- Promotional poster
- Directed by: Chala
- Written by: Chala
- Produced by: K. P. Sreekanth
- Starring: Pramod Panju; Amrutha Iyengar; Sai Kumar;
- Cinematography: Satya Hegde
- Edited by: Arjun Kittu
- Music by: V. Harikrishna
- Production company: Venus Enterrtainers
- Country: India
- Languages: Kannada Telugu

= Halka Don =

Halka Don is an upcoming Indian Kannada‑Telugu bilingual action comedy film written and directed by Chala, and produced under the Venus Enterrtainers banner by K.P. Sreekanth. The film stars Pramod Panju and Amrutha Iyengar in the lead roles, alongside Sai Kumar, Jyothi Poorvaj, and Ramesh Indira in pivotal supporting roles.

The cinematography is handled by Satya Hegde, the editing by Arjun Kittu, and music is composed by V. Harikrishna. The official title teaser was released on October 24, 2025, via D Beats’ YouTube channel.
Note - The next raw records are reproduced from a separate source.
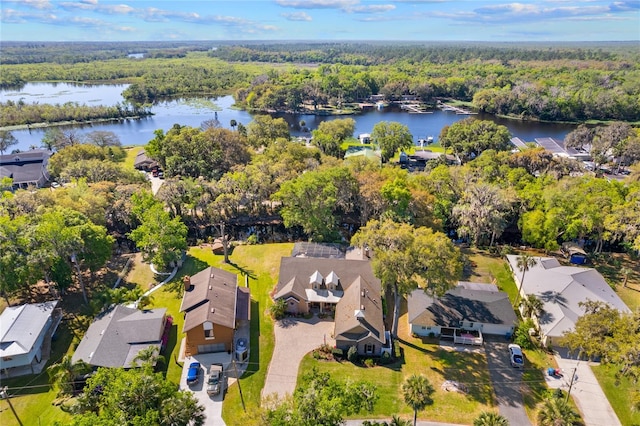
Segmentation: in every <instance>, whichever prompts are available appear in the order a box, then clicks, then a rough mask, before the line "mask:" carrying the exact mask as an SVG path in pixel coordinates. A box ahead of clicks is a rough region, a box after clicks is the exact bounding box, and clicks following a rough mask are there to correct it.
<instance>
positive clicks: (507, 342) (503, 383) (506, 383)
mask: <svg viewBox="0 0 640 426" xmlns="http://www.w3.org/2000/svg"><path fill="white" fill-rule="evenodd" d="M484 337H485V342H484V349H485V353H486V355H487V364H488V366H489V375H490V376H491V383H492V384H493V390H494V392H495V394H496V400H497V403H498V410H499V411H500V414H501V415H502V416H504V417H505V418H506V419H507V420H508V421H509V424H512V425H518V426H523V425H530V424H531V421H530V420H529V417H527V413H526V411H525V409H524V404H523V399H522V390H521V386H523V383H522V369H521V368H514V367H512V366H511V363H510V362H509V349H508V346H509V342H506V341H504V339H503V338H499V337H497V338H496V337H493V336H487V335H485V336H484ZM487 337H488V338H489V339H488V340H487ZM524 368H527V360H526V359H525V363H524Z"/></svg>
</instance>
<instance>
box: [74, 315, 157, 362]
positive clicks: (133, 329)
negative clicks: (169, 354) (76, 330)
mask: <svg viewBox="0 0 640 426" xmlns="http://www.w3.org/2000/svg"><path fill="white" fill-rule="evenodd" d="M166 313H167V309H166V308H159V309H150V310H139V309H134V308H128V307H126V306H124V305H116V306H115V307H112V308H111V309H109V310H107V311H106V312H104V313H102V314H101V315H99V316H98V317H97V318H96V319H95V320H94V321H93V322H92V323H91V325H90V326H89V329H88V330H87V332H86V333H85V335H84V337H83V338H82V340H81V341H80V344H79V345H78V347H77V348H76V351H75V352H74V354H73V357H72V361H73V362H78V361H84V362H86V363H87V364H89V365H91V366H94V367H124V368H131V367H136V366H137V363H134V361H133V360H134V359H135V357H136V356H137V355H138V353H139V352H140V351H142V350H143V349H146V348H148V347H149V346H153V347H154V348H157V350H158V352H160V349H161V345H162V335H163V332H164V328H165V323H166V319H167V318H166Z"/></svg>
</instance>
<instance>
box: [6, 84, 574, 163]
mask: <svg viewBox="0 0 640 426" xmlns="http://www.w3.org/2000/svg"><path fill="white" fill-rule="evenodd" d="M126 88H127V85H125V84H109V85H108V84H100V85H86V84H71V83H28V84H26V85H25V86H24V87H23V88H22V89H21V90H19V91H18V90H0V100H1V101H2V102H6V101H8V100H12V101H14V102H18V101H19V100H20V99H22V100H23V101H24V102H25V103H34V102H39V103H48V104H64V103H65V102H77V103H79V104H87V105H115V104H117V103H119V102H124V99H123V98H122V95H121V93H122V91H123V90H124V89H126ZM233 103H234V100H233V97H231V96H223V97H218V98H192V99H176V100H171V101H165V102H159V103H157V104H155V105H153V107H152V108H151V111H152V112H153V114H154V115H153V116H150V117H146V118H142V119H138V120H133V119H131V120H123V121H117V122H105V123H95V124H90V125H76V126H73V127H74V128H76V129H77V130H78V132H79V133H89V132H92V131H95V130H103V131H111V132H114V133H115V134H116V135H117V136H118V137H119V138H120V141H121V142H122V144H123V145H145V144H146V143H147V142H149V140H151V139H153V136H154V135H153V132H154V131H155V130H157V129H163V130H164V131H165V132H166V131H168V130H169V129H170V128H171V127H172V126H173V125H174V124H176V123H177V124H180V125H186V126H193V127H199V126H200V125H201V123H202V122H203V121H205V120H211V119H215V118H217V119H218V121H219V122H220V125H221V126H222V127H225V128H230V122H231V120H235V121H236V122H237V123H242V124H244V125H245V126H246V125H247V124H249V122H251V120H252V116H251V114H249V113H248V112H246V111H242V110H238V109H234V108H233ZM276 116H278V117H283V118H284V119H285V120H287V122H288V123H289V124H290V126H291V134H292V136H309V135H310V134H309V133H304V132H302V131H301V130H300V127H299V123H300V121H301V120H304V122H305V123H306V127H308V128H309V129H310V130H313V129H315V128H317V127H318V125H319V124H320V123H321V122H322V121H326V120H334V119H337V118H343V117H347V116H317V115H310V114H296V115H293V114H283V113H279V114H276ZM348 117H351V118H353V119H354V120H355V121H356V129H355V132H354V136H356V137H357V136H358V134H360V133H371V130H372V129H373V126H374V125H375V124H376V123H378V122H380V121H396V122H399V123H402V124H404V125H406V126H407V127H408V128H409V131H410V132H411V134H412V135H413V137H414V139H415V140H416V141H417V140H418V139H421V138H426V137H427V136H433V138H434V140H435V141H436V142H437V140H438V135H439V134H440V131H441V130H442V128H443V127H444V126H447V125H451V124H453V123H455V122H456V121H459V120H462V119H464V118H466V117H468V116H467V115H459V114H456V113H455V112H452V111H441V110H434V111H433V112H432V113H427V114H413V113H408V112H405V111H400V110H394V109H390V108H383V109H382V110H377V109H372V110H369V111H366V112H363V113H361V114H355V115H350V116H348ZM473 117H477V118H481V119H485V120H492V121H495V122H496V123H498V124H502V125H505V126H506V127H507V128H508V129H509V131H510V132H511V134H512V136H517V137H519V138H521V139H523V140H525V141H532V140H534V139H535V138H540V137H553V138H556V139H560V140H562V139H564V137H565V136H566V135H567V133H569V132H570V131H572V130H573V129H574V128H575V126H574V125H570V124H557V123H538V122H530V121H519V120H508V119H502V118H498V117H494V116H492V115H482V114H479V115H474V116H473ZM12 134H13V135H14V136H15V137H16V139H17V140H18V145H17V146H14V147H12V149H20V150H22V151H25V150H28V149H29V148H30V147H32V146H36V147H37V146H40V141H41V140H42V136H43V134H44V129H31V130H14V131H12Z"/></svg>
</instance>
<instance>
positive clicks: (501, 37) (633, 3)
mask: <svg viewBox="0 0 640 426" xmlns="http://www.w3.org/2000/svg"><path fill="white" fill-rule="evenodd" d="M0 8H1V24H0V25H1V26H0V37H1V39H2V40H24V41H41V40H45V41H137V40H144V41H147V40H413V41H422V40H424V41H429V40H451V41H492V42H503V41H508V42H514V41H515V42H518V41H608V40H611V41H617V40H639V41H640V0H620V1H600V0H581V1H577V0H536V1H532V0H520V1H517V2H509V1H502V0H491V1H484V0H462V1H460V0H455V1H454V0H377V1H371V0H254V1H246V0H235V1H224V0H202V1H183V0H155V1H141V0H117V1H104V0H81V1H51V0H1V4H0Z"/></svg>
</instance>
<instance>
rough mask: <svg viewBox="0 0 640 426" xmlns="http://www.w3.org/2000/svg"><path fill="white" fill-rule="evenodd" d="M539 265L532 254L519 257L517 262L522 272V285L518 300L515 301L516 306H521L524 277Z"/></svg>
mask: <svg viewBox="0 0 640 426" xmlns="http://www.w3.org/2000/svg"><path fill="white" fill-rule="evenodd" d="M537 264H538V260H537V259H536V258H535V257H533V256H531V255H530V254H526V253H525V254H523V255H521V256H518V260H517V261H516V267H517V268H518V270H519V271H520V272H522V277H520V283H519V285H518V294H516V300H515V301H514V305H515V306H519V302H520V297H522V286H523V285H524V277H525V276H526V273H527V271H528V270H529V269H531V268H533V267H534V266H536V265H537Z"/></svg>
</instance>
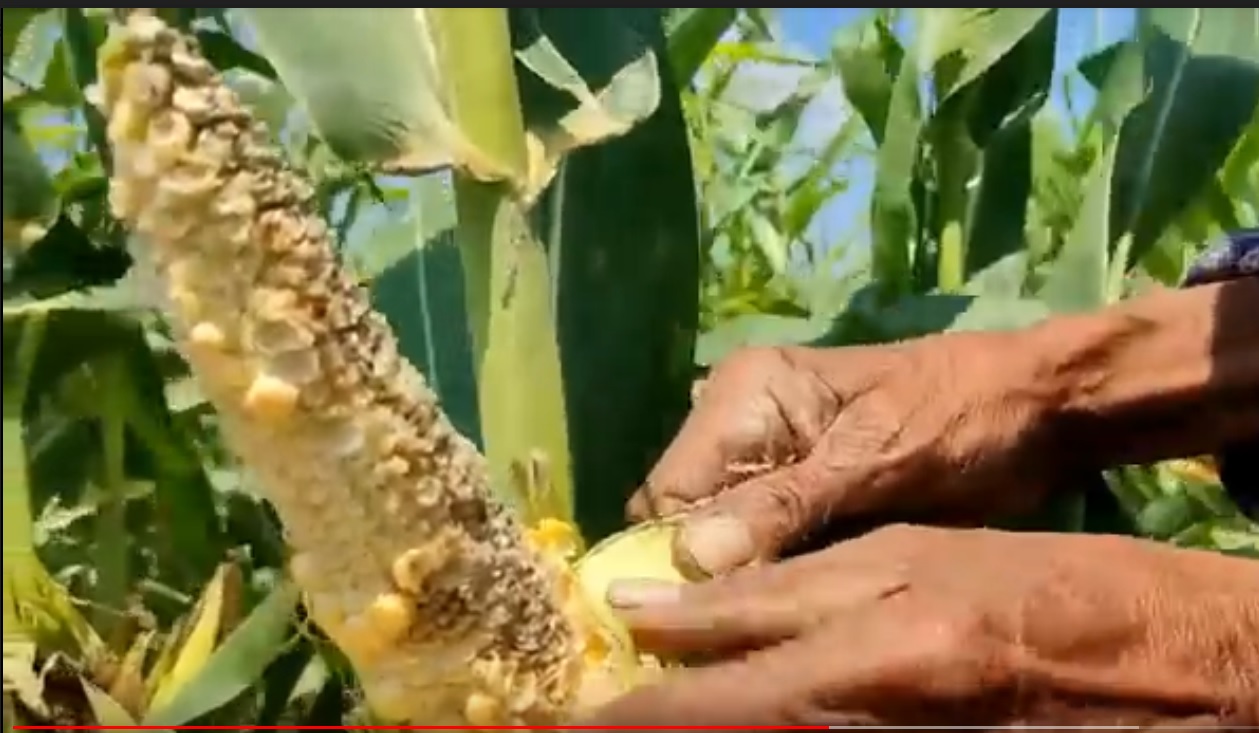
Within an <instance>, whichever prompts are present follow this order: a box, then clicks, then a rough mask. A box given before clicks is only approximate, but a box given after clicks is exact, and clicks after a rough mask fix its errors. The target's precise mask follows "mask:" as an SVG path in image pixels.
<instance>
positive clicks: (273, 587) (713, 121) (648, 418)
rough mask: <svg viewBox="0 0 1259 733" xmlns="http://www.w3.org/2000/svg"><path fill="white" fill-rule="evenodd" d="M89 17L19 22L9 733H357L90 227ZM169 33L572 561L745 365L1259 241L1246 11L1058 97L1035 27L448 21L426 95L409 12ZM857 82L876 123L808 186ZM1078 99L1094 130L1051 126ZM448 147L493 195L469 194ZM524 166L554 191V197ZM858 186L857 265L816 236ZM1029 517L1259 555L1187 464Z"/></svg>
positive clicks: (354, 714)
mask: <svg viewBox="0 0 1259 733" xmlns="http://www.w3.org/2000/svg"><path fill="white" fill-rule="evenodd" d="M107 10H108V9H47V10H38V9H35V10H33V9H5V10H4V23H3V30H4V65H5V77H4V244H5V262H4V266H5V273H4V275H5V282H4V307H5V311H4V319H5V324H4V368H3V375H4V389H5V392H4V411H5V414H4V418H5V428H4V451H5V453H4V471H5V474H4V503H5V504H4V509H5V511H4V524H5V526H4V531H5V545H4V553H5V555H4V558H5V559H4V563H5V586H4V592H5V690H6V694H5V723H6V727H8V725H11V724H13V723H14V720H16V719H19V718H18V717H19V715H20V717H24V718H21V719H31V717H34V718H35V719H47V720H58V722H73V720H78V722H89V720H91V719H94V720H97V722H99V723H115V724H126V723H133V722H136V720H141V722H144V723H146V724H160V725H175V724H184V723H193V722H198V723H232V724H238V723H253V724H281V723H282V724H340V723H344V722H353V720H356V719H363V718H361V715H363V714H364V713H363V712H361V710H359V707H358V698H356V696H355V694H354V683H353V679H350V676H349V673H347V671H346V669H345V665H344V664H342V661H341V660H340V657H339V655H337V652H336V650H335V649H330V647H329V646H327V645H326V644H324V642H322V641H321V640H320V639H319V637H317V636H316V635H315V634H313V632H311V631H308V630H307V628H305V626H303V625H302V623H301V620H300V613H296V615H295V608H296V607H297V605H298V601H297V598H296V594H295V592H293V591H292V588H291V587H290V586H288V584H287V583H286V582H285V581H283V572H282V564H283V543H282V537H281V533H279V529H278V526H277V524H276V521H274V516H273V515H272V513H271V510H269V508H268V506H267V505H266V503H264V501H262V500H261V499H259V494H258V491H257V487H256V486H253V485H252V482H251V477H249V475H248V472H247V471H243V470H242V469H240V466H239V465H237V463H235V462H234V461H233V460H232V457H229V456H227V455H224V452H223V450H222V448H220V446H219V443H218V441H217V437H215V426H214V416H213V412H210V411H209V409H208V408H206V406H205V404H204V401H203V399H201V398H200V395H199V393H198V390H196V387H195V384H193V383H191V382H190V380H189V379H188V375H186V370H185V368H184V365H183V363H181V361H180V359H179V358H178V355H176V354H175V353H174V350H172V345H171V344H170V341H169V338H167V335H166V332H165V330H164V325H162V324H161V321H160V320H159V319H157V317H156V316H155V315H154V314H152V309H151V301H150V298H151V296H150V293H149V291H147V290H146V283H145V282H144V280H142V278H140V277H138V276H136V275H135V273H131V272H128V264H130V259H128V257H127V256H126V254H125V251H123V244H125V238H126V232H123V230H121V228H120V227H118V225H117V223H116V222H113V220H112V219H111V218H110V217H108V212H107V205H106V203H104V195H106V191H107V188H108V183H107V171H108V168H110V151H108V149H107V147H106V146H104V144H103V134H102V122H103V121H102V120H101V117H99V115H98V113H97V112H96V111H94V108H93V107H92V106H91V105H89V103H88V102H87V98H88V97H87V94H88V91H89V89H91V87H92V84H93V82H94V74H96V60H94V57H96V53H97V48H98V45H99V43H101V40H102V39H103V38H104V33H106V20H107V13H106V11H107ZM164 13H167V14H170V15H169V20H170V21H172V23H178V24H180V25H184V26H186V28H190V29H191V30H194V31H195V33H196V35H198V37H199V38H200V40H201V43H203V47H204V49H205V53H206V55H208V57H210V59H212V60H213V62H214V63H215V64H217V65H219V68H220V69H223V71H224V73H227V74H228V76H229V78H230V81H232V83H233V86H234V87H235V88H237V89H238V91H239V93H240V94H242V97H243V98H246V99H247V101H248V102H249V103H251V105H252V106H253V108H254V110H256V112H257V113H258V116H259V117H262V118H264V120H267V121H268V122H269V123H271V126H272V130H273V132H274V136H276V142H277V144H278V145H281V146H282V147H283V149H285V151H286V152H287V154H288V156H290V159H291V160H292V162H293V165H296V166H297V168H300V169H302V170H305V171H306V173H307V174H308V175H310V176H311V178H312V179H313V180H315V181H316V183H317V185H319V190H320V200H321V202H322V205H324V208H325V210H326V213H327V217H329V220H330V222H331V223H332V225H334V227H335V229H336V232H337V238H339V242H340V246H341V247H342V252H344V257H345V261H346V263H347V266H349V267H351V268H353V270H354V272H355V273H356V275H359V277H361V280H363V282H364V283H365V285H366V286H368V287H370V290H371V293H373V297H374V301H375V304H376V306H378V309H380V310H381V311H383V312H384V314H385V315H387V316H388V319H389V320H390V322H392V324H393V325H394V327H395V329H397V331H398V334H399V336H400V339H402V344H403V350H404V353H405V355H407V356H408V358H410V359H412V360H414V361H415V363H417V364H418V365H419V367H421V368H422V369H423V372H424V373H426V374H427V375H429V377H431V379H432V382H433V383H434V384H436V387H437V389H438V392H439V394H441V395H442V398H443V402H444V404H446V406H447V409H448V411H449V413H451V414H452V417H453V419H454V421H456V423H457V424H458V426H460V428H461V429H462V431H463V432H466V433H468V435H470V436H473V437H476V438H477V440H478V441H480V442H481V443H482V445H483V446H485V447H486V451H487V453H488V456H490V460H491V463H492V465H494V467H495V471H496V477H497V480H499V482H500V484H501V485H502V487H504V494H505V497H507V499H510V500H515V501H519V503H520V506H521V511H524V513H526V514H530V513H534V514H540V513H550V514H558V515H562V516H570V515H574V513H575V518H577V519H578V521H579V524H580V525H582V528H583V531H584V533H585V534H587V537H588V539H598V538H601V537H603V535H606V534H608V533H609V531H612V530H614V529H617V528H618V526H619V525H621V506H622V504H623V501H624V497H626V496H627V495H628V492H630V491H632V489H633V487H635V486H636V484H637V482H638V481H641V480H642V476H643V475H645V474H646V471H647V469H648V467H650V465H651V462H652V461H653V460H655V457H656V456H657V455H658V452H660V450H661V448H662V447H663V446H665V445H666V443H667V441H669V440H670V437H671V436H672V435H674V431H675V429H676V427H677V424H679V423H680V421H681V418H682V416H684V414H685V412H686V409H687V404H689V394H690V385H691V382H692V380H694V379H695V378H696V377H699V375H700V374H703V370H704V369H705V368H706V367H708V365H710V364H713V363H714V361H716V360H718V359H720V358H721V356H723V355H725V354H729V353H730V351H731V350H733V349H737V348H739V346H747V345H767V344H817V345H845V344H866V343H880V341H889V340H896V339H904V338H910V336H915V335H923V334H930V332H938V331H946V330H966V329H971V330H974V329H1010V327H1020V326H1024V325H1027V324H1031V322H1035V321H1036V320H1039V319H1044V317H1046V316H1049V315H1053V314H1059V312H1074V311H1085V310H1092V309H1098V307H1102V306H1105V305H1107V304H1109V302H1113V301H1115V300H1118V298H1122V297H1127V296H1129V295H1132V293H1136V292H1141V291H1143V290H1146V288H1151V287H1161V286H1171V285H1175V283H1176V282H1177V281H1178V280H1180V277H1181V276H1182V273H1183V271H1185V268H1186V267H1187V263H1188V262H1190V261H1191V259H1192V257H1194V256H1195V254H1197V253H1199V249H1200V248H1201V247H1202V244H1204V243H1205V242H1206V241H1209V239H1210V238H1211V237H1214V236H1216V234H1219V233H1220V232H1222V230H1225V229H1229V228H1236V227H1239V225H1255V224H1256V223H1259V14H1256V13H1255V11H1254V9H1141V10H1138V11H1137V15H1138V23H1137V31H1136V34H1134V35H1133V37H1132V38H1129V39H1126V40H1123V42H1121V43H1117V44H1113V45H1109V47H1105V48H1100V49H1097V52H1095V53H1093V54H1092V55H1089V57H1088V58H1085V59H1084V60H1083V62H1081V63H1080V64H1079V68H1076V69H1071V71H1070V72H1069V73H1068V74H1065V76H1056V77H1055V74H1054V58H1055V45H1056V43H1058V10H1056V9H1051V8H1040V9H974V8H971V9H927V10H899V11H894V10H876V11H871V14H870V15H869V16H867V18H865V19H864V20H861V21H860V23H857V24H855V25H852V26H847V28H844V29H840V30H838V31H837V34H836V37H835V40H833V43H832V47H831V52H830V54H828V55H827V57H826V58H797V57H794V55H792V54H791V53H788V52H787V50H786V49H784V48H783V45H782V44H781V43H779V39H778V34H777V31H776V21H774V13H773V11H772V10H767V9H687V8H680V9H665V10H663V11H661V10H660V9H641V10H628V9H606V10H604V9H582V10H562V9H514V10H511V11H510V13H507V11H502V10H501V9H482V10H480V11H477V13H470V14H467V15H462V16H460V18H458V19H457V20H452V19H451V16H443V15H441V14H439V11H438V14H437V15H434V18H436V20H434V23H437V24H439V25H441V24H444V25H443V33H446V34H447V35H446V38H447V39H456V40H457V43H454V42H451V43H448V44H447V45H446V48H443V49H441V50H442V54H446V55H441V54H439V55H441V60H439V63H437V64H436V67H434V65H432V64H426V63H424V62H423V58H424V55H423V53H421V52H422V50H423V49H424V47H426V43H427V42H426V37H424V35H423V33H421V31H419V30H417V25H415V23H414V15H413V14H412V11H410V10H407V9H400V10H380V9H374V10H371V14H374V15H366V14H364V13H363V11H359V10H347V9H306V10H285V11H283V14H282V15H281V11H273V10H256V9H234V10H225V11H224V10H209V9H188V10H169V11H164ZM901 14H910V15H909V16H908V21H909V28H910V29H912V31H910V33H908V34H896V33H894V31H893V29H894V28H895V26H896V25H898V21H899V20H906V18H901V16H900V15H901ZM504 18H505V19H506V20H505V21H504ZM487 48H488V49H497V50H494V52H492V53H491V52H486V50H485V49H487ZM500 52H501V53H500ZM495 54H499V55H495ZM482 57H483V58H485V59H488V60H483V62H482V60H478V59H481V58H482ZM496 59H497V60H496ZM460 62H462V63H460ZM496 63H497V65H495V64H496ZM749 64H760V65H764V64H769V65H783V67H789V68H792V69H794V71H797V72H799V73H798V74H796V76H797V77H798V82H797V83H794V87H793V89H792V91H791V93H788V94H786V96H784V98H783V99H782V102H781V103H778V105H776V106H773V107H772V108H769V110H758V111H753V110H748V108H747V107H745V106H742V105H740V103H739V102H738V101H737V99H734V98H731V94H730V93H729V89H730V86H731V83H733V81H734V78H735V77H737V74H738V73H740V69H743V68H747V65H749ZM452 69H454V71H452ZM495 74H497V76H495ZM504 74H506V76H504ZM502 79H507V83H506V86H504V84H501V83H500V84H499V86H495V83H496V81H497V82H501V81H502ZM836 82H837V83H838V84H841V86H842V89H844V94H845V97H846V101H847V102H849V105H850V106H851V110H852V111H854V112H855V113H854V115H850V116H849V117H847V118H846V121H845V122H844V125H841V126H840V128H838V131H837V132H835V135H833V136H831V137H830V139H827V140H826V141H825V144H823V145H821V146H820V147H816V149H811V150H807V151H801V150H799V149H798V145H797V132H798V130H799V126H801V122H802V118H803V115H805V113H806V111H807V110H808V107H810V105H811V103H813V102H815V101H816V98H817V94H818V93H820V89H822V88H823V87H825V86H826V84H828V83H830V84H833V83H836ZM1064 83H1074V84H1080V83H1087V84H1092V86H1093V87H1094V88H1095V89H1097V103H1095V106H1094V107H1093V108H1092V110H1088V111H1085V112H1084V113H1081V115H1076V116H1074V117H1071V118H1063V116H1060V115H1058V113H1056V112H1055V111H1054V110H1053V108H1051V107H1049V106H1046V98H1047V97H1049V94H1050V92H1051V91H1053V88H1054V86H1055V84H1064ZM443 86H444V87H446V88H447V92H443V93H448V94H449V96H451V99H452V101H451V102H449V105H448V106H447V108H444V112H447V113H448V115H447V116H446V117H443V113H442V112H443V107H442V105H441V103H438V102H437V99H438V97H439V91H441V89H442V88H443ZM583 115H584V116H583ZM452 131H453V132H452ZM461 135H462V136H463V137H465V139H466V140H468V141H471V142H472V144H475V146H476V147H478V149H480V150H482V151H485V152H486V156H485V159H483V160H482V161H480V164H478V165H483V166H487V168H486V170H492V173H494V176H491V178H494V179H495V180H499V181H500V183H499V184H495V185H499V186H500V188H495V185H490V184H485V183H478V181H477V180H473V179H472V176H470V175H468V170H471V169H472V168H475V166H472V164H470V161H468V160H465V159H460V157H458V156H454V157H453V159H452V156H451V155H449V150H451V146H449V145H447V144H448V142H449V141H451V139H452V136H454V137H458V136H461ZM526 139H529V140H531V141H533V142H535V144H538V145H539V150H543V151H544V152H545V154H546V155H549V156H550V157H549V159H548V160H553V161H559V162H558V165H556V166H555V168H553V169H546V166H543V169H541V171H543V174H545V175H541V176H540V178H539V175H538V174H539V170H535V169H534V168H531V166H530V165H529V162H528V156H526V154H528V150H526V147H525V144H524V142H522V141H524V140H526ZM861 157H866V159H870V160H872V162H874V165H875V171H876V173H875V185H874V193H872V195H871V199H870V202H869V208H867V217H866V218H865V219H864V220H861V222H854V223H852V225H854V229H852V232H854V233H855V234H856V233H862V234H865V238H866V239H869V241H870V247H869V249H867V251H864V249H862V251H859V249H856V248H855V247H854V244H852V241H851V239H846V241H822V242H818V241H813V236H812V234H811V232H813V230H815V229H813V228H811V224H812V223H813V220H815V218H816V217H817V215H818V213H820V212H821V210H823V208H825V207H826V204H827V203H828V202H830V200H832V198H833V196H836V195H838V194H841V193H842V191H845V190H846V189H847V186H849V185H850V183H851V181H850V180H849V179H847V178H846V176H845V174H844V170H845V164H846V162H851V161H852V160H856V159H861ZM801 160H803V162H801ZM452 169H453V171H454V174H453V175H452V173H451V170H452ZM482 173H483V171H482ZM495 176H496V178H495ZM501 186H512V188H514V190H517V191H528V193H529V195H530V198H531V199H533V205H531V207H529V208H528V209H524V208H520V207H515V205H514V204H512V203H511V200H510V199H509V198H506V196H504V195H502V188H501ZM517 241H519V242H524V244H521V246H519V247H516V246H514V247H507V246H505V244H504V242H517ZM509 287H510V288H511V292H512V293H514V295H512V297H511V298H497V297H495V295H496V293H499V292H501V291H504V290H505V288H509ZM1032 524H1035V525H1042V526H1051V528H1055V529H1060V530H1105V531H1123V533H1132V534H1144V535H1151V537H1158V538H1163V539H1168V540H1171V542H1176V543H1178V544H1183V545H1188V547H1201V548H1209V549H1215V550H1224V552H1239V553H1250V554H1259V534H1256V529H1255V528H1254V526H1253V525H1251V524H1249V523H1246V521H1245V520H1244V519H1243V518H1241V516H1240V515H1239V514H1238V513H1236V511H1235V510H1234V508H1233V506H1231V504H1230V503H1229V501H1228V499H1226V496H1225V495H1224V494H1222V491H1221V490H1220V486H1219V485H1217V482H1216V481H1215V480H1214V477H1212V476H1211V475H1210V472H1204V471H1191V470H1186V469H1183V467H1177V466H1176V465H1163V466H1152V467H1148V466H1147V467H1126V469H1122V470H1115V471H1112V472H1109V474H1108V475H1107V476H1105V477H1104V480H1099V484H1098V485H1097V486H1092V487H1088V486H1081V491H1080V492H1079V494H1078V495H1075V496H1068V497H1065V499H1064V500H1063V501H1061V504H1060V505H1056V506H1053V508H1049V510H1047V511H1046V514H1045V515H1044V516H1040V518H1035V519H1034V520H1032Z"/></svg>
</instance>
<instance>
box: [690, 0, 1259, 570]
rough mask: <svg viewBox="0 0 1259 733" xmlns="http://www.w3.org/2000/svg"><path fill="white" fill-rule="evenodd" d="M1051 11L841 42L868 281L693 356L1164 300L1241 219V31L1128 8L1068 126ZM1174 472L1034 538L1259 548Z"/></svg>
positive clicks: (1242, 13) (1035, 11)
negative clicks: (1079, 103) (863, 239)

The film is set for theatrical release, simultaneously in Kannada and Telugu.

== Premises ==
The film follows Don (Pramod Panju), a charismatic but unsuspecting protagonist who gets embroiled in local underworld rivalries when he unwittingly becomes the face of a powerful gang. Forced into a frenzy of face‑offs and comedic chaos, Don must rely on his street smarts, unexpected alliances, and a key accomplice—Amrutha's character—to outwit rival dons and reclaim his peace.

== Production ==
=== Development ===
Following a successful collaboration on previous mass‑action films, the team of Chala and K. P. Sreekanth conceived Halka Don as a bilingual entertainer designed for pan‑South appeal. With Sai Kumar in a major role marking his 50th year in cinema, the project aimed to merge nostalgia and novelty. The script blends underworld action with broad comedy, targeting New Year audiences.

=== Marketing ===
The project launched with a star-studded muhurat event featuring Shivarajkumar, Sudeepa, Duniya Vijay, Vinay Rajkumar, R. Chandru and Rachita Ram, generating buzz through widespread Kannada media coverage on October 24, 2025. The title teaser released on October 24, 2025, by D Beats Music, showcased the first look and character reveal, highlighting V. Harikrishna's music score and a stylized tone aimed at attracting broad audiences.

== Music ==
V. Harikrishna has composed the score and soundtrack for the film.

Track listing
| No. | Title | Length |
|---|---|---|

== Release ==
The film is set for a January 14, 2026 theatrical release, simultaneously in Kannada and Telugu.